Turkey jails beachcomber’s father

A German man has spent the past two weeks in a Turkish jail on suspicion of smuggling antiques after authorities found a splinter of an antique stone in his son’s bag as they were leaving the country.

Turkey is home to a plethora of sites dating back through antiquity

Stefan Gottker, aged 34, says he was not even aware that his nine-year-old son had picked up the stone on a beach in the Mediterranean city of Antalya.

He was stopped by police at a security check at the local airport on 14 September, his lawyer Bilal Kalayci told AFP.

“We do not believe that the stone has any value as an antiquity,” Kalayci said, but added that an expert report by the local museum stated the opposite. 

The stone
  
A picture of the stone, published in the local press, showed it could have been part of an ancient cornice.

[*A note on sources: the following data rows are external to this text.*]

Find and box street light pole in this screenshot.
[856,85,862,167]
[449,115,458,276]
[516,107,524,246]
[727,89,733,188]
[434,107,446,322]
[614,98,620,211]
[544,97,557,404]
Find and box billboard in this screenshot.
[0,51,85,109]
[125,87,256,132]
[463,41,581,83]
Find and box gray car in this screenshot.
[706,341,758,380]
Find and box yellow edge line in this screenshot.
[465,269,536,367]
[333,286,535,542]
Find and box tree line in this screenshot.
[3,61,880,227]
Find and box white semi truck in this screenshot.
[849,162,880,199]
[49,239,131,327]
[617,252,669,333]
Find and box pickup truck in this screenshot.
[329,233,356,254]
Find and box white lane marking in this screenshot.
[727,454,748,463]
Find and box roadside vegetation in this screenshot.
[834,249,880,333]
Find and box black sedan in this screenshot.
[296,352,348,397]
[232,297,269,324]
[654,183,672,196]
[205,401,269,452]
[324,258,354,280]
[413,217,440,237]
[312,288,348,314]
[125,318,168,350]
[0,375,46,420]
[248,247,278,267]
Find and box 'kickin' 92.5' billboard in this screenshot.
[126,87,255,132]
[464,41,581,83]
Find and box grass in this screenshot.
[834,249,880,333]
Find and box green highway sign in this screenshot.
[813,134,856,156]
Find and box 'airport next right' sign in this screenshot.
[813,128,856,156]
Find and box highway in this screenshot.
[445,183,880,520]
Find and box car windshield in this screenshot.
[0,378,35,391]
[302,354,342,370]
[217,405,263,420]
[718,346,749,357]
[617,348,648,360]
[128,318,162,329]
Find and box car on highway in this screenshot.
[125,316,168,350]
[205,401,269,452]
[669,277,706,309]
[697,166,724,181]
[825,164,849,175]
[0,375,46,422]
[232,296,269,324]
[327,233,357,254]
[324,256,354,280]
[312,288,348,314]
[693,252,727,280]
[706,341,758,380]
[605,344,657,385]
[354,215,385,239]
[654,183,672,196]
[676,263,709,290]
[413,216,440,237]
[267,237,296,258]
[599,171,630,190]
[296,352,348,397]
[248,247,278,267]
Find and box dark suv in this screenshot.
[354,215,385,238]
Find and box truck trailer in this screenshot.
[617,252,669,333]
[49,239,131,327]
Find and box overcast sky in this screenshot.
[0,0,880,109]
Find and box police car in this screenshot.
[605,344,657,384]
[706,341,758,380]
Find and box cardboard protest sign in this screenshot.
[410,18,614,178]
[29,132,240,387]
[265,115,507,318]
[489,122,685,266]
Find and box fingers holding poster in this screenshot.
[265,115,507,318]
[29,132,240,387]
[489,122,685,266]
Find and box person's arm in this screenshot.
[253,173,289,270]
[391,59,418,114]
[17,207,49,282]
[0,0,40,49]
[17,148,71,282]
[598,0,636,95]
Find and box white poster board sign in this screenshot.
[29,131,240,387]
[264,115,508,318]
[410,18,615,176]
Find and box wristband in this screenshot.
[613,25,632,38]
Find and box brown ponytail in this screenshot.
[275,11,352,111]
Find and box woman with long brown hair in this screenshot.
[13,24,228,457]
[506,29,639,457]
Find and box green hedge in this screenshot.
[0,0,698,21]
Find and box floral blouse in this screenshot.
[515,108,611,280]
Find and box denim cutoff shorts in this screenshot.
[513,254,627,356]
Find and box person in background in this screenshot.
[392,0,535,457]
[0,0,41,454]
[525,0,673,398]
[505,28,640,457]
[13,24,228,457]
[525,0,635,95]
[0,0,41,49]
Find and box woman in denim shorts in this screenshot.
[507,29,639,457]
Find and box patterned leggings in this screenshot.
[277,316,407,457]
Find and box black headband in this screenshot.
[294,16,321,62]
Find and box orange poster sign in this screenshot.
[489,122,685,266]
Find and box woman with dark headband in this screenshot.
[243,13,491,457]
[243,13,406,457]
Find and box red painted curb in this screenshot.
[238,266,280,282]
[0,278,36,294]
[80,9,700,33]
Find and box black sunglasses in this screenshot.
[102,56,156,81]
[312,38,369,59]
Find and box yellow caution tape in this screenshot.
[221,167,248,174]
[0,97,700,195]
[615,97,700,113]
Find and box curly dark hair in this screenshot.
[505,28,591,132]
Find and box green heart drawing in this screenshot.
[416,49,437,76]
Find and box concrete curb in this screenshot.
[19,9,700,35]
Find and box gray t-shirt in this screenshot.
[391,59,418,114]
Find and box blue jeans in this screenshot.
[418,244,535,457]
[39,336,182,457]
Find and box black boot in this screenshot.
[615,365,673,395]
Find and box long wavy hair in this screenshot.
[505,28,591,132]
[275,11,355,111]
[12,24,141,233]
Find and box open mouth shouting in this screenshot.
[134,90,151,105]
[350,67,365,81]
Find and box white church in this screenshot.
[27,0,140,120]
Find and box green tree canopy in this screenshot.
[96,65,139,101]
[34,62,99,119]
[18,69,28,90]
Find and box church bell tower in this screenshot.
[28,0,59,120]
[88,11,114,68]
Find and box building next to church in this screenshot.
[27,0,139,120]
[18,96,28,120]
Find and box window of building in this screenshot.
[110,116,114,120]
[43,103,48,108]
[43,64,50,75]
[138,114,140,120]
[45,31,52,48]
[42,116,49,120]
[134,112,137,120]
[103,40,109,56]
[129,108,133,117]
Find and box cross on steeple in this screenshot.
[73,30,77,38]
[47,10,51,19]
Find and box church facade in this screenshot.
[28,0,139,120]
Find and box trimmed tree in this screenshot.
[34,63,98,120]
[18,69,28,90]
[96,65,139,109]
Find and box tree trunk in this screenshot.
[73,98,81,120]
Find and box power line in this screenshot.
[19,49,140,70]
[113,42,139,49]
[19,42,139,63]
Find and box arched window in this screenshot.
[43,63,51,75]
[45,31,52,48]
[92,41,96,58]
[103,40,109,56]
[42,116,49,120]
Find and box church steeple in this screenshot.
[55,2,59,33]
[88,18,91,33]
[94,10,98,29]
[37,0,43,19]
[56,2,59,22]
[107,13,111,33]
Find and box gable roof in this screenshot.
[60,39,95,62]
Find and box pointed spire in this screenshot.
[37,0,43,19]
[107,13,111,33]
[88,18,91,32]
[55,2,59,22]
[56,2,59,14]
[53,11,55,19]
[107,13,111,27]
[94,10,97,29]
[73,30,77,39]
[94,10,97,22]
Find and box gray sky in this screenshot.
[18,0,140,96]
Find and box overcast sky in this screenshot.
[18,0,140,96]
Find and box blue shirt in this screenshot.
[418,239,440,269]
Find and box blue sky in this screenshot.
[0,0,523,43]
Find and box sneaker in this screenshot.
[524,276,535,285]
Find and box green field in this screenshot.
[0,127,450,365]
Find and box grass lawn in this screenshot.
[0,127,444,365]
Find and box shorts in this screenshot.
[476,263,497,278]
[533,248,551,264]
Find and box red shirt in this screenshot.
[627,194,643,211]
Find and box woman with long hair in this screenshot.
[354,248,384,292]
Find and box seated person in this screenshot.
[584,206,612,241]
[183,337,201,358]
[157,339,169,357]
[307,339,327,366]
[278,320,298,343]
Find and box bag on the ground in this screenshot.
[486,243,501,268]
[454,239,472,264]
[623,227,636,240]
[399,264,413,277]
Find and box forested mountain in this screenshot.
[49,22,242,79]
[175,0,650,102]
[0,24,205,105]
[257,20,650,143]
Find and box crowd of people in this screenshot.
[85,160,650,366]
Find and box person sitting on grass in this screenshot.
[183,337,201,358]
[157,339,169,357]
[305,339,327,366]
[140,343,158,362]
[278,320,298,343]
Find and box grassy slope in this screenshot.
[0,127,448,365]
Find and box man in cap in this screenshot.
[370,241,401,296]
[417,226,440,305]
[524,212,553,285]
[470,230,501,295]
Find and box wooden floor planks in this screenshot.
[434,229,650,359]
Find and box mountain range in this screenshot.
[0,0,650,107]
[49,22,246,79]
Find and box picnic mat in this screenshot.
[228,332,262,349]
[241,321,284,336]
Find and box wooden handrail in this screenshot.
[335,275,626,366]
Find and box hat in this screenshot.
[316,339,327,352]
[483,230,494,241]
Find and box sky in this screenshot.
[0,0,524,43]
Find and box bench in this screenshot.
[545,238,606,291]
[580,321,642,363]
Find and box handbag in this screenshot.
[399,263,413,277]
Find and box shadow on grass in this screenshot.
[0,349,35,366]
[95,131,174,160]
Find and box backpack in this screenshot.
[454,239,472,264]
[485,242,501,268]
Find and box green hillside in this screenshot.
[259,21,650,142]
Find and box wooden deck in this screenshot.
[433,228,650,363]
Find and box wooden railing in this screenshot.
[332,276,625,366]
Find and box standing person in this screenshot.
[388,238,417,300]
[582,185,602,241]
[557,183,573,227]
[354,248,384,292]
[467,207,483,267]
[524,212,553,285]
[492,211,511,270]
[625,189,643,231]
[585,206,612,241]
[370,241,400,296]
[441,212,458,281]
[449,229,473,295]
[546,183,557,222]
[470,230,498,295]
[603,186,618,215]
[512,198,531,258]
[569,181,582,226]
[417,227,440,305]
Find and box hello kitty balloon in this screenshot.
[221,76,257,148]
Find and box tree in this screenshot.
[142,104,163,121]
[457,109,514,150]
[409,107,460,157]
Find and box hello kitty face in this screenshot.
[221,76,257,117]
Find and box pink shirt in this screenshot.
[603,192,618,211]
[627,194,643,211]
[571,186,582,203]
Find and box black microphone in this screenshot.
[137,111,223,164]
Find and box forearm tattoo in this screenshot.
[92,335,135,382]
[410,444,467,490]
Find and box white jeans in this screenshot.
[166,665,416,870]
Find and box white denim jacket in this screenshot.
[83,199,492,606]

Gottker will appear in court on 14 October, when he is expected to be bailed and go home, the lawyer said.

Trafficking in antiquities is frequent in Turkey, which was home to an array of ancient civilisations.

“We do not believe that the stone has any value as an antiquity”

Lawyer Bilal Kalayci

Turkey’s heritage is under threat, just as it is in Greece, Iraq, Syria, Iran, India, Cambodia and China.

Greek ruins

There are more ancient Greek cities in Turkey than in Greece, and more Roman ones than in Rome.

The country has 50,000 villages, but 70,000 pre-Islamic sites.

A major cultural foundation in New York calculated that in 1989, Americans spent approximately $5 billion on works of art. Two billion dollars of this was spent on smuggled, stolen or fake works of art.

The total value of artefacts smuggled from Turkey was estimated to be between $300 million and $400 million. Only $2 million to $3 million, not even 1%, went to the Turkish looters.